Autre sujet fétiche des compositeurs : les amours interdites, souvent liées à la présence d'un mari dérangeant. Que  les amants cèdent ou pas à leurs penchants, cela se finit presque toujours en drame.

Tristan und Isolde – Richard Wagner – "O sinkt hernieder, Nacht der Liebe”

C'est sans doute le couple adultère le plus célèbre de la culture européenne. Wagner ,avec sa sensualité brûlante, fera du grand duo d'amour une des scènes les plus érotiques de tout le répertoire lyrique. A l’issue d’un immense (et très long) crescendo vocal et orchestral, nos héros sont littéralement submergés par des vagues musicales, des vagues de désir. Ils aspirent à ne devenir qu’un seul être et à se fondre dans le cosmos, une image qui amène Wagner à associer amour et mort, car seule la mort permettra d’éteindre le désir qui brûle en eux. C’est aussi la scène d’amour la plus cruellement interrompue de toute l’histoire de l’opéra, puisqu'ils seront surpris en flagrant délit par l'époux d'Isolde et ami de Tristan, le roi Marke. 

(NB : ce duo est si difficile à chanter qu’il ne faut pas vous attendre à un jeu d’acteur de grande envergure… heureusement, la musique en dit assez pour que notre imagination prenne le relai…)

Voici un extrait d'un Tristan de Bayreuth (oubliez les armures, c'est très bien chanté par les sublimes Siegfried Jerusalem et Waltraud Meier.)

Les Huguenots  (1836) - G. Meyerbeer - "Tu l'as dit, oui tu m'aimes"

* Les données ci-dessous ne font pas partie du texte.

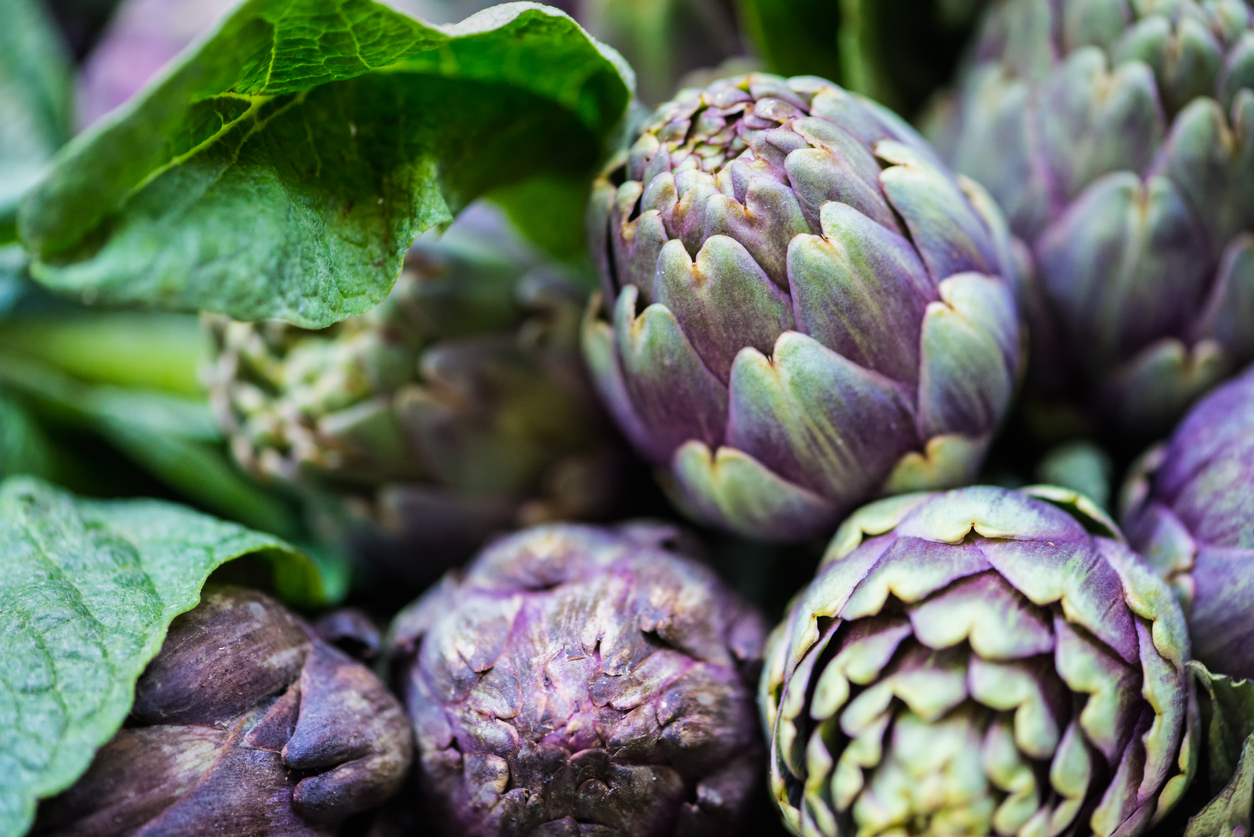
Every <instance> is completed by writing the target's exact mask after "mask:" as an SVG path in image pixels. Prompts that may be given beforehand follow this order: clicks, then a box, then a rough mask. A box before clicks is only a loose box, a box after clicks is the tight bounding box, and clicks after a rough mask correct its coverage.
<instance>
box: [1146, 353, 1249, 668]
mask: <svg viewBox="0 0 1254 837" xmlns="http://www.w3.org/2000/svg"><path fill="white" fill-rule="evenodd" d="M1122 523H1124V530H1125V531H1126V532H1127V540H1129V542H1131V545H1132V546H1134V547H1135V548H1136V550H1137V552H1140V553H1141V555H1144V556H1145V558H1146V561H1149V562H1150V563H1151V565H1154V567H1155V568H1157V570H1159V572H1160V573H1162V576H1164V577H1165V578H1166V580H1167V582H1169V584H1171V586H1172V587H1174V589H1175V590H1176V595H1179V596H1180V601H1181V604H1183V605H1184V611H1185V616H1186V617H1188V620H1189V634H1190V636H1191V639H1193V646H1194V654H1195V656H1196V658H1198V660H1200V661H1201V663H1204V664H1205V665H1206V666H1208V668H1210V669H1211V670H1213V671H1221V673H1224V674H1231V675H1234V676H1236V678H1243V679H1254V645H1251V644H1250V637H1251V636H1254V366H1251V368H1250V369H1249V370H1246V371H1245V373H1243V374H1241V375H1240V376H1239V378H1236V379H1235V380H1231V381H1229V383H1226V384H1224V385H1223V387H1220V388H1218V389H1215V392H1213V393H1210V394H1209V395H1206V398H1204V399H1203V400H1200V402H1199V403H1198V404H1196V405H1195V407H1194V408H1193V409H1191V410H1190V412H1189V415H1188V418H1185V420H1184V422H1181V423H1180V427H1178V428H1176V430H1175V433H1174V434H1172V435H1171V439H1170V442H1167V443H1165V444H1161V445H1157V447H1155V448H1152V449H1151V450H1150V452H1149V453H1147V454H1145V456H1144V457H1141V459H1140V461H1139V462H1137V463H1135V464H1134V467H1132V472H1131V474H1130V476H1129V478H1127V484H1126V486H1125V488H1124V496H1122Z"/></svg>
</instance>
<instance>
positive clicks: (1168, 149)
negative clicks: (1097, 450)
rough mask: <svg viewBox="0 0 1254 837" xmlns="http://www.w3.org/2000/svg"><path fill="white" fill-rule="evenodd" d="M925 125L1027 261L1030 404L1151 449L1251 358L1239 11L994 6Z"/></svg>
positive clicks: (1206, 0) (1252, 197) (1027, 290)
mask: <svg viewBox="0 0 1254 837" xmlns="http://www.w3.org/2000/svg"><path fill="white" fill-rule="evenodd" d="M929 122H930V128H929V131H928V133H929V137H930V138H932V139H933V141H934V142H935V143H937V147H938V148H939V149H940V152H942V154H943V156H944V157H946V159H947V161H948V162H949V163H951V164H952V166H953V167H954V168H956V169H957V171H959V172H962V173H963V174H967V176H969V177H973V178H974V179H977V181H979V182H981V183H982V184H983V186H984V187H986V188H988V191H989V193H991V195H992V196H993V198H994V200H996V201H997V202H998V203H999V205H1001V206H1002V208H1003V210H1004V211H1006V215H1007V216H1008V218H1009V225H1011V228H1012V230H1013V232H1014V235H1017V236H1020V237H1021V238H1022V240H1023V241H1025V242H1027V243H1028V246H1030V247H1031V250H1032V252H1033V256H1035V266H1036V270H1035V276H1033V277H1032V279H1033V281H1030V282H1027V284H1026V285H1025V287H1023V292H1025V295H1026V296H1028V299H1026V300H1025V307H1026V310H1027V312H1028V317H1030V325H1031V333H1032V344H1033V345H1032V349H1033V351H1032V356H1033V371H1032V374H1031V376H1030V380H1031V381H1032V384H1031V389H1032V390H1035V393H1036V394H1037V395H1040V397H1041V398H1042V399H1045V400H1062V402H1067V403H1072V404H1075V405H1077V407H1080V408H1081V409H1082V410H1083V412H1085V413H1087V414H1088V417H1090V418H1092V419H1093V420H1096V422H1097V423H1100V424H1105V425H1106V427H1109V428H1115V429H1120V430H1122V432H1125V433H1127V432H1131V433H1135V434H1136V435H1139V437H1142V438H1145V439H1152V438H1155V437H1157V435H1161V434H1164V433H1166V432H1167V430H1169V429H1170V428H1171V425H1172V424H1174V423H1175V422H1176V420H1178V419H1179V418H1180V417H1181V415H1184V413H1185V410H1186V409H1188V407H1189V404H1190V403H1191V402H1194V400H1195V399H1196V398H1199V397H1200V395H1201V394H1204V393H1205V392H1208V390H1209V389H1210V388H1213V387H1214V385H1215V384H1216V383H1219V381H1220V380H1223V379H1224V378H1226V376H1229V375H1231V374H1234V373H1235V371H1236V370H1238V369H1240V368H1241V366H1243V365H1244V364H1246V363H1249V361H1250V360H1254V6H1251V5H1250V3H1249V0H1180V1H1178V3H1176V1H1172V3H1131V1H1127V0H1100V1H1093V0H1057V1H1055V3H1042V1H1038V0H1003V1H1002V3H998V4H994V5H993V6H992V8H991V10H989V13H988V15H987V18H986V21H984V24H983V28H982V31H981V35H979V38H978V40H977V43H976V44H974V46H973V49H972V53H971V59H969V61H968V64H967V67H966V68H964V70H963V73H962V75H961V80H959V84H958V88H957V90H956V92H954V93H953V94H952V95H951V97H949V98H948V99H946V100H943V103H942V104H940V105H939V107H938V108H937V109H935V112H934V113H933V114H932V117H930V120H929Z"/></svg>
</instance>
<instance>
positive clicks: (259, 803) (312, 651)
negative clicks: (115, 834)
mask: <svg viewBox="0 0 1254 837" xmlns="http://www.w3.org/2000/svg"><path fill="white" fill-rule="evenodd" d="M411 758H413V737H411V733H410V729H409V723H408V722H406V719H405V714H404V710H403V709H401V706H400V704H399V703H398V700H396V699H395V698H394V696H393V695H391V693H389V691H387V688H386V686H385V685H384V684H382V681H381V680H379V678H376V676H375V675H374V674H372V673H371V671H370V670H369V669H366V668H365V666H362V665H360V664H357V663H355V661H352V660H351V659H350V658H347V656H345V655H344V654H342V653H340V651H339V650H336V649H334V648H331V646H330V645H327V644H326V642H324V641H322V640H320V639H317V637H316V635H315V632H314V630H312V629H311V627H310V626H308V625H306V624H305V622H303V621H301V620H300V619H297V617H296V616H293V615H292V614H291V612H290V611H287V610H286V609H285V607H282V606H281V605H278V604H277V602H276V601H273V600H271V599H268V597H267V596H263V595H261V594H257V592H253V591H251V590H243V589H238V587H218V589H208V590H206V592H204V595H203V597H202V599H201V604H199V605H197V607H196V609H194V610H192V611H189V612H187V614H183V615H182V616H178V617H177V619H174V621H173V624H172V625H171V629H169V634H168V635H167V636H166V642H164V645H163V646H162V650H161V653H159V654H158V655H157V658H155V659H154V660H153V661H152V663H150V664H149V666H148V669H147V670H145V671H144V674H143V676H142V678H140V679H139V683H138V685H137V686H135V703H134V706H133V708H132V710H130V718H129V719H128V722H127V725H125V728H123V729H122V730H119V732H118V734H117V735H114V738H113V740H110V742H109V743H108V744H105V745H104V747H103V748H100V750H99V752H98V753H97V755H95V760H94V762H92V767H90V768H89V769H88V772H87V773H85V774H84V776H83V778H80V779H79V781H78V783H76V784H74V786H73V787H71V788H70V789H69V791H66V792H64V793H61V794H60V796H58V797H54V798H51V799H49V801H46V802H44V803H43V804H41V806H40V809H39V818H38V821H36V823H35V827H34V831H33V832H31V833H33V834H41V836H43V834H48V836H53V834H58V836H60V834H65V836H68V834H75V836H78V837H110V836H114V834H143V836H144V837H163V836H167V834H168V836H171V837H173V836H174V834H178V836H181V837H182V836H188V834H189V836H197V834H282V836H292V837H297V836H298V837H316V836H319V834H325V836H327V837H330V836H331V834H336V833H339V827H340V823H341V822H342V821H344V819H345V818H346V817H347V816H349V814H352V813H356V812H360V811H365V809H369V808H374V807H375V806H379V804H380V803H382V802H384V801H386V799H387V798H389V797H391V796H393V794H394V793H395V792H396V791H398V789H399V788H400V786H401V783H403V782H404V779H405V776H406V774H408V772H409V767H410V762H411Z"/></svg>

Raoul est protestant et aime Valentine qui est catholique... et mariée. Elle a aussi un père qui se trouve être à la tête du complot de la Saint-Barthélemy prévoyant de massacrer traitreusement dans la nuit tous les Protestants. Raoul, qui s'était faufilé chez Valentine, a eu vent du complot et veut s'élancer pour prévenir ses amis, mais il est retenu par Valentine qui est terrorisée à l'idée qu'il courre à la mort. Et quel meilleur moyen de le retenir que de lui faire l'aveu de son amour ? Raoul, bouleversé, émerveillé, en oublie le monde extérieur pendant un instant.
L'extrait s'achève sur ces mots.